|
The decisive budgetary battle in the Spanish Parliament is about to take place, and taking into account the more and more shameless approach of the Socialist governmental proposals towards the Popular Party programme, it is a good moment to remember some important aspects of the theory on public budgetary policies. I emphasise the theory of the voluntary fiscal constitution of Brennan and Buchanan because I consider that we have a historical opportunity to end up establishing almost constitutional agreements in fiscal matters with the collaboration of the two majority parties. It appears that the Socialists are uttering ideological steadiness as a matter of great urgency and this can facilitate the rebirth of common sense and reasonable policies.
For the "theory of voluntary change" that moves within the analysis of collective choice, the State is a simple instrument at the service of individuals that are, in any case, fundamental economic individuals. The State is an entity of reason. The subject of financial activity is not the State, as a superior and abstract entity endowed with special powers, but a multiplicity of subjects: the individuals that constitute it, conform and decide with multiple and diverse approaches. The activity of the public Economy is conceived as a process of exchange of benefits between individuals through the State, instead of the market. This activity is a theory of voluntary change between money paid in taxes and public goods that the State provides for those who pay the taxes.
With these conceptions it was attempted firstly to apply new accounting techniques, or new forms of the public Budget such as the "Budgetary System planned by programmes" (P.P.B.S.) or the "budget of base zero", with the intention of allowing the Government to appropriately express the objectives that it seeks, the resources that it specifies, the programs and activities that it intends to carry out and the cost that this means for the citizens.
However, clashing notes have arisen regarding the effectiveness of those techniques that are not sufficiently clear and transparent to allow citizens and their representatives in the Parliaments to make a valuation of the utility and sacrifice that all will experience from the activities that the Government proposes. This scepticism becomes evident for example when considering the influence that the public bureaucracy has on the representatives elected by the citizens. It was basically Niskanen who, in his economic theory of bureaucracy insisted more on these aspects. On the other hand, the most recent works show that in the real processes of political decision, as regards establishment of taxes, the coalitions come into play among the diverse groups of citizens that impede the establishment of an appropriate distribution in accordance with the "principle of benefit." The political coalitions, formers of majorities, impose a certain distribution of taxes. The financing of goods and collective services, through taxes, is always verified not with some costs or losses of well-being not compensated by a more or less broad sector of citizens. The idea that the activity of the State bears some social costs is confirmed, and these should be taken into account when deciding about the convenience or not of its intervention in economic processes and the benefit of goods and services of social character.

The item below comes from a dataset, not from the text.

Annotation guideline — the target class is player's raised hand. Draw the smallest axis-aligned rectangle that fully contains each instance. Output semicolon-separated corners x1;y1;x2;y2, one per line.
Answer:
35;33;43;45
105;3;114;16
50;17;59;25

These problems have led several authors, among those that stand out particularly - Buchanan and Brennan, to propose the "theory of the voluntary fiscal Constitution." Such a contractual-constitutionalist process is essentially political and legal, without prejudice that it is also based on appropriate economic approaches. It is sought to give political representatives of the citizens some coercive tax norms based on certain objective and unquestionable principles of fiscal justice, to which everyone must undergo and that all respect and apply coercively once approved. The possibility is raised that fiscal institutions can be specified almost constitutionally. The fiscal institutions would be chosen to govern imperatively throughout a future period protracted in time.
Brenan and Buchanan explain it like this: "The topic that is debated is, no more and no less, than that of how the basic rules of the socio-economic order can be changed, rules that have been in effect during decades, and to change them peacefully, while the game continues developing under the old rules. It really is an important task (...) We have to redesign our rules, and our ideas regarding rules, with which we put a limit on that which governments can harm in the end, preserving at the same time the benefits that are derived from political action and government. We request our academic colleagues to stop advising this or that government or politician in power. Good games depend on good rules more than on good players. Fortunately for all of us, and above all keeping in mind the reason for rules, it is always easier to reach an agreement on a group of rules than on who is, or not, our favourite player."
"Modern man changed his socio-political norms once he emerged from the eras of darkness. For this he was not only guided by science nor-fundamentally - by blind evolutionary change, but by reasoned speculation of people that took a risk to think in terms of norms different to those under which they lived. They dreamt of a possible future, and some of their dreams were materialized."
With these approaches towards the renovated search for great principles of justice that legal sciences form and that now we see that they also form and have repercussions on economic activity and decisions. Surprisingly, with a more formalist degree and a much more sophisticated analytic instrumentation, it seems that there is a return to the Classical Political Economy in which the interdependence between Law and Economy was remarkable.